Happy fishing everyone, I really appreciate all of your input...


----------



## Arlon (Feb 8, 2005)

If they both broke in the middle and you got them at the same time, I'd bet they where "bruised" when they got shipped. I've had it happen before. If a cardboard tube has as much as a slight dent in it, look you blanks over VERY carefully for any tiny crushed areas. They can be really hard to spot until the first time you set a hook. 

Another possibility is if the rod broke in the middle right at or under a guide foot, you may be using enough thread tension to crush the guide foot into the blank. I always under wrapped my guides to give them a little cushion and never had a problem myself. 

I'd blame the shipper unless I could ID some fault of my own.

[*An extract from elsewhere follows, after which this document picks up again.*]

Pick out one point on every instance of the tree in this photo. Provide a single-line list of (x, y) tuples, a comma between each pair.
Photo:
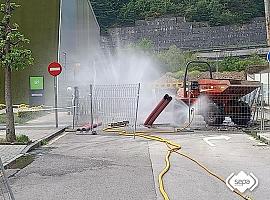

If your "killer" hook set was into a stump with spider wire line, that might be another problem. (-:}


----------



## OwenD (Mar 31, 2008)

These days I make a point of loading a blank really hard BEFORE I build on it.
I don't know if my blood pressure could take doing a 50 hour weave and seeing it snap the first time I hooked a fish sad4sm


----------



## pg542 (Oct 9, 2006)

OwenD said:


> These days I make a point of loading a blank really hard BEFORE I build on it.
> I don't know if my blood pressure could take doing a 50 hour weave and seeing it snap the first time I hooked a fish sad4sm


Great idea.


----------